Pakistan is facing a period of stagflation because of lingering supply-side shocks from last year’s floods, domestic policy tightening, and rising global recession risks.
“Assuming an alternative scenario where the IMF program is delayed indefinitely, Pakistan will likely have sufficient external liquidity to cover financing needs through June, but default risks rise significantly in FY24” the report states.
Medium to long-term outlook surrounding debt sustainability is increasingly challenging, given post-flood growth shocks, rising debt servicing costs, and tight onshore domestic liquidity.
JP Morgan expects that the IMF program remains intact, but the path to a benign outcome is increasingly narrow.

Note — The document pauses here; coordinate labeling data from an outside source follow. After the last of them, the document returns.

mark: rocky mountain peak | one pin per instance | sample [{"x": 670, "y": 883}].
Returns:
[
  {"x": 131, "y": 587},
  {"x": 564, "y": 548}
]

Pakistan’s near-term macroeconomic outlook has deteriorated significantly due to the floods last summer, one of the worst in the country’s history. Estimates of total economic cost have risen very sharply to US$30-40 billion (8-10% of GDP), reflecting extensive damages to agriculture, housing, and infrastructure. The cotton industry is bearing the brunt of the flood impact, with direct spill-overs into textile exports, which contribute over half of Pakistan’s exports. As of December 2022, or the first half of FY23, industrial production contracted 2.9% year on year, implying GDP growth of 2.0% year on year (FY22: 6.2%) based on historical correlations. We have recently revised lower our FY23 growth estimate from 1.3% to 0.1%, with more downside risk against the backdrop of a tighter domestic policy mix (e.g., fuel/electricity price hike, policy rate increase), lingering import controls (especially for non-essentials such as autos, metals), and elevated global recession risks.